How LLMs are helping Enterprise SaaS teams close more deals and build what their customers want

This is the second post in a series of case studies on the deployment of LLMs in real-world settings. The first one is here, on AML.

Sales calls contain valuable data – but companies rarely make use of this information. This includes questions around market demand, product bugs, sales commitments, and so on.

With LLMs, this changes. Getting the answer to complex questions is now a simple case of asking the AI.

At Credal, we’ve been working with the product team at a large, multi billion dollar software company on this exact question: they wanted to get more visibility into the signal that sales teams were getting in sales calls, especially around new product offerings.

The types of questions their product team was interested in included:

  • “Which customers complained about slow response times from the API?”
  • “Summarize the feedback we’ve received from prospective customers about the demo of the ABC product”
  • “Which customers have we made sales commitments about features that have do not have an explicit ETA in the product roadmap?”

The technical challenge

This customer was using Chorus to record sales conversations, and they were piping the content of those conversations from Chorus into Snowflake, where it was hooked up to contextual data from Salesforce. The challenge was to help them ask question of this data.

As in our previous case study, we saw a similar set of problems:

  1. How to connect the data from Snowflake into a tool that would let them easily ask these kinds of questions?
  2. How do you manage the permissions of who could see which call transcripts?
  3. How to configure retrieval to accurately get back the right context for these queries?

Challenge 1: Get the data into a format the LLM can understand

As usual, Credal makes connecting data from these systems easy with our Snowflake Connector. Just a few clicks and your structured data is available for querying:

With that complete, any company-approved LLM can now access this data on behalf of an authorized user. Each call transcript is treated as a piece of context potentially relevant to any given user question. Together, all the call transcripts are considered a “collection”.

A user can now configure a Copilot to use one of these collections as a source to search through for relevant context.

Now when a user asks a question, they can specify if they want to use a specific transcript, this entire collection, or even the entire universe of data at the enterprise - as a source for the relevant information for this problem.

When Credal passes the data to the LLM, we’ll pass not just the transcript of the call itself, but also the relevant context (which customer, what date, etc). That makes it much more likely that more sophisticated questions will be answerable.

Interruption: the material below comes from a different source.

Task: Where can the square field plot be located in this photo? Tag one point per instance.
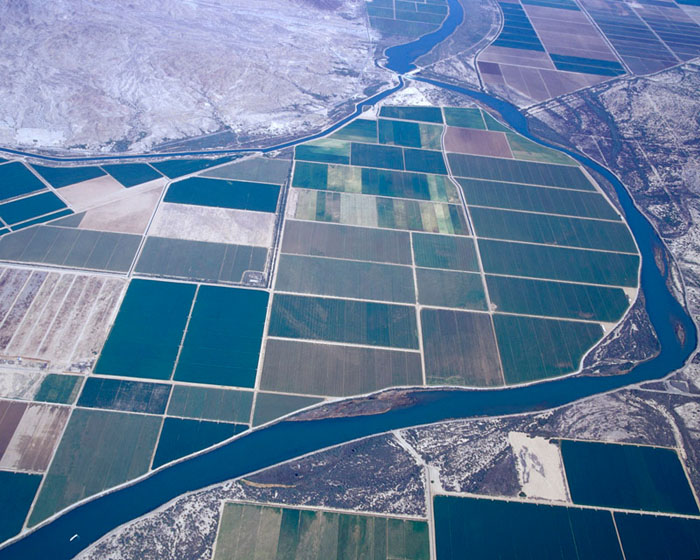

Challenge 2: Managing permissions to the underlying data

Call transcripts sound simple enough, but it gets tricky when they’re permissioned.

For example, say it’s a call with government officials; who gets access to that, and how do we make sure the LLM respects those permissions when searching those transcripts? Almost 25% of our customer base are organizations that sell to governments, who have high-bar data processing requirements, so this is an essential requirement for those kinds of businesses.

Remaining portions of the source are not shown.